La actual Ley del Registro Civil es de 8 de junio de 1957 y su Reglamento fue aprobado por Decreto de 14 de noviembre de 1958. Dicha Ley vino a sustituir a la Ley “provisional” del Registro Civil dictada el 17 de junio de 1870. Hasta la promulgación de la Ley de 1870 no hubo Registro Civil propiamente dicho, sino Registros parroquiales dependientes de la Iglesia Católica.
La omnipresencia en Europa de la Iglesia Católica hace que el poder civil o poder estatal sienta muy tardíamente la necesidad de estructura un Registro Civil y que, de hecho, las funciones propias de éste fueran desempeñadas por los libros parroquiales de bautismos, matrimonios y defunciones.
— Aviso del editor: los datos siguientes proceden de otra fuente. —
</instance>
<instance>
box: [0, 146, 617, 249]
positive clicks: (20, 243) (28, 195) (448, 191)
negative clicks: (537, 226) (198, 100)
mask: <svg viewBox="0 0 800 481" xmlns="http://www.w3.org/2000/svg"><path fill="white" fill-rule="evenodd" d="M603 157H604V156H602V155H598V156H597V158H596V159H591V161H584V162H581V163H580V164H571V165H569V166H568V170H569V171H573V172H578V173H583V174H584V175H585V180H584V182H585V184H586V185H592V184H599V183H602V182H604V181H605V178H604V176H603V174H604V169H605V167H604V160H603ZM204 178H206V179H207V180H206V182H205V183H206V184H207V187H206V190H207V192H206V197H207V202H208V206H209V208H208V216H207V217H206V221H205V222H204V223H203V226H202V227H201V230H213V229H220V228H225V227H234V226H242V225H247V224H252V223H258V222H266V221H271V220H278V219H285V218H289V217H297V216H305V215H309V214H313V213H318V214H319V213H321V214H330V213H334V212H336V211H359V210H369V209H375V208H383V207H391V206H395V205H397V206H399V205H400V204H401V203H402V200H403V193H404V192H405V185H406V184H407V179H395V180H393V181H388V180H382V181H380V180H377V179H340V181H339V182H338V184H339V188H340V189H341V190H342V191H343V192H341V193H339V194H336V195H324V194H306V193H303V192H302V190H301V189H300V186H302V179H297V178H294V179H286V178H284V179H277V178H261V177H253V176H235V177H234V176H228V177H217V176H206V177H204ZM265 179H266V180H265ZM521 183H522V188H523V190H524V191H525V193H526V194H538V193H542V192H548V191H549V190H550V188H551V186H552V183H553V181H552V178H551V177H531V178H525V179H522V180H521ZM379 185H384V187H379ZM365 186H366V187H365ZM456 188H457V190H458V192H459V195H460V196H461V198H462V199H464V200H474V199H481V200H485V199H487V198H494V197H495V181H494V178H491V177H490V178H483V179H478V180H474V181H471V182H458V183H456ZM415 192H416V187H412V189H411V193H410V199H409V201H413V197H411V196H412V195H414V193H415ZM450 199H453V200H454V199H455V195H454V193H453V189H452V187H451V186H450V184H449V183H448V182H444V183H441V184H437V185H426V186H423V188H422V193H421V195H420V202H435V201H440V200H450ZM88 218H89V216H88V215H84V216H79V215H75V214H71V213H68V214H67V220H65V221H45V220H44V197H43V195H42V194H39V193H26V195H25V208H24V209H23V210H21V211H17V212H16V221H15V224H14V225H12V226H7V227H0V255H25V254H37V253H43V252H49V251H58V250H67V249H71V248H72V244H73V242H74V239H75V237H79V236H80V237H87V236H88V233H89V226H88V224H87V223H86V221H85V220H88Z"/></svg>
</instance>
Por tanto, sólo cuando la Constitución de 1869 declara la “libertad de cultos” salta a la palestra el problema: el Estado no puede depender de los libros parroquiales, sino que necesita de un propio, Registro Civil, estructurado con cierta urgencia (de ahí el calificativo de “provisional”)
La vigente Ley de 1957, ha sido generalmente alabada por su perfección técnica, no obstante, en la actualidad necesitaría ciertas reformas, pues sus disposiciones han resultado profundamente afectadas pro las leyes postconstitucionales de modificación del Código Civil (de filiación, matrimonio, incapacitación y tutela, nacionalidad y vecindad civil). El legislador, sin embargo, ha preferido actuar por vía reglamentaria, modificando reiteradas veces el Reglamento del Registro Civil para adecuarlo a la regulación civil postconstitucional y, en particular, a la Ley Orgánica del Poder Judicial.